I have the privilege of teaching design at Humber College in Toronto and I’ve come across a lot of students who default to the belief that they are not creative, let alone have any ability to draw. I suppose I can understand where they’re coming from; perhaps their conceptual thinking or drawing style isn’t as refined or developed as someone who does it for a living, but I wouldn’t necessarily write it off as an inability. I believe that every single person in the world is born with a creative ability. The way that it manifests itself in us will vary, but regardless, it’s there and thriving in those of us who choose pursue our passions.

When I was in college, I used to take sandwiches to school that were wrapped in tin foil. I would typically eat on my way home, and spend the hours in traffic creating little people and letters out of the tin foil. I began to craft these pieces day after day and slowly began to develop a new outlet for my creativity. In the same light of curious creation, I believe the great inventors of the past decided to utilize their inherent creativity to design roads, trains, planes, and computers, and there is no lack of such imaginative thinking today either. Really, creativity will manifest itself in these massive inventions but just as well as when you rip off a piece of a pizza box, fold it, and shove it under the uneven table leg in your kitchen. The creativity is there but for some is only utilized out of necessity. For others, it is a daily used tool for business, exploration, love, and life. Creativity will not die out because it’s one of the greatest inexhaustible resources given to humans.

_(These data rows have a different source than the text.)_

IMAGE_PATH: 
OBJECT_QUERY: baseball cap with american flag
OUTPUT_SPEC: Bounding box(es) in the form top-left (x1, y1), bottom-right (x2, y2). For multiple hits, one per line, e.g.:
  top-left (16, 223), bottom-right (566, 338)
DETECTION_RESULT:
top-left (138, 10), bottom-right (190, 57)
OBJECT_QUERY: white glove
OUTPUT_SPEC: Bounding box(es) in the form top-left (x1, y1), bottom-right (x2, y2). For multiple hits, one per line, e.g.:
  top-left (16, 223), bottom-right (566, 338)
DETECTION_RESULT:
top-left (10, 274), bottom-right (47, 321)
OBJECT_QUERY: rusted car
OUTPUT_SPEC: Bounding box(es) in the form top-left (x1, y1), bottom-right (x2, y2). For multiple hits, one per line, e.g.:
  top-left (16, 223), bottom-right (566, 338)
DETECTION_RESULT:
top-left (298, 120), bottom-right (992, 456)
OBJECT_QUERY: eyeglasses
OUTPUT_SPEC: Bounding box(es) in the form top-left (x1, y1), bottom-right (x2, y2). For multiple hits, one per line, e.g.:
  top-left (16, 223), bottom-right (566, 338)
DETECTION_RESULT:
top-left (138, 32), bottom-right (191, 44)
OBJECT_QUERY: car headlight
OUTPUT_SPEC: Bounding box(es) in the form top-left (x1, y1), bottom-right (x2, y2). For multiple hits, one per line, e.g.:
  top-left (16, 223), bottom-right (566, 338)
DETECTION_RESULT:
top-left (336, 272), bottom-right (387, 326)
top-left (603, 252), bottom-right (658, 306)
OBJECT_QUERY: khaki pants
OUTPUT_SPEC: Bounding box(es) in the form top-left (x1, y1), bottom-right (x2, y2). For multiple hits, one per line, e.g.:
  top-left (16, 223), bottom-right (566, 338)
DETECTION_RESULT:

With that as the ground work, I’ll revisit my initial statement. Everybody can draw. Again, some people will argue that they can’t, but perhaps that’s because they’ve compared themselves to what people around them—even they themselves—have recognized as “good” drawing. Isn’t it all subjective anyways? Who determines that? Surely history dictated no such standards—have we forgotten the eyes of Pablo Picasso (and the like) that would bring such standards into question? Yes, the eyes; not the hands as some would typically ponder. This is the crux of my argument. The greater skill of the creative person—the human being—is perception. Without perception, I believe the art and design of this world would lack any sort of stimulus or necessity. There would be nothing that stands out, nothing that solves a problem—mundane, boring, and undesirable our world would be.

So then, it is the perception of a unique human being (that is, each one of us) that identifies an issue, a need, a problem. Our originality and creativity will come through in the way we decide to tackle the thing. Not that we choose to be original, but that we choose to do good. The main thing that will stifle our natural creativity and keep it from being used well will be our inaction rather than inability; our laziness rather than our talent.

I’m not saying that everyone is gifted in the same ways—I have some friends who could not comprehend a musical note to save their life—but I am saying that everyone is gifted in some way; we are all creatives.

I encourage and implore everyone to discover their gift, find their voice within their gift, and express that to the world. We may just need to hear it.